Storer's attorneys disagreed, saying the judge's findings made it clear that the dissidents could not continue to solicit proxies and campaign for their own slate of directors without getting approval of the Connecticut Department of Public Utility Control.
Both sides are beating the bushes for shareholder support at the May 7 annual meeting in Miami, with the company and the dissidents each trying to elect at least five of the nine members of the board.
The dissidents have said that if they gain control, they would maximize the return to the shareholders by liquidating the company. Storer owns seven TV stations and has 1.5 million cable customers in 18 states. Storer's franchise in northern Prince George's County is expected to be sold next month to a group of investors headed by former Prince George's County executive Winfield M. Kelly Jr.
With the battle for the assets of Storer Communications growing increasingly litigious, the company sought help in state court in Connecticut, which has one of the tougher laws affecting corporate acquisitions. After a hearing, Judge Ronald J. Fracasse issued a temporary injunction ordering the dissidents -- Coniston Partners and associates -- to apply by May 1 for state approval of the takeover effort. It also ordered them not to sell or dispose of any parts of the company until that approval was granted.
Augustus K. Oliver, a general partner in Coniston Partners, said of the decision: "It in no way affects our ability to solicit proxies and elect nominees to the board of the parent company."
Oliver said that there was no reason to appeal the judge's decision. The company, he said, had been trying to prevent them from pursuing the takeover battle but had failed. He said that Coniston Partners would file the application by May 1, as the judge requested.
Attorney William R. Murphy of New Haven, representing Storer, took an opposite view of the judge's order. He said the judge made it clear in his findings, accompanying his order, that the soliciting of proxies constituted an action to take over the company and that that action was prohibited without prior approval from the state agency. "That is the only fair interpretation," Murphy said.
The case dealt specifically with Storer Cable TV of Connecticut Inc.; Storer Communications of Groton Inc., and Storer Communications of Clinton Inc, which serve 95,000 cable customers. Other litigation involving the Storer battle is pending in federal courts in New York and Connecticut.

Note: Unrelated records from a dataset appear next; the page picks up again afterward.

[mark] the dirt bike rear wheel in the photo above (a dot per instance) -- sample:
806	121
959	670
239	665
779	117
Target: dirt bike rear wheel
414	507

The outcome of the struggle for shareholder votes apparently is closely tied to the votes of the institutions that hold upwards of 60 percent of the company's stock. If the company wins, they have agreed in principle to a deal with Kohlberg Kravis Roberts & Co., a New York firm specializing in management buyouts. A revamped management would pay stockholders $75 in cash, $25 in preferred stock (without dividends for six years) and warrants -- whose value was not immediately stated. But the deal is contingent on regaining control of the board.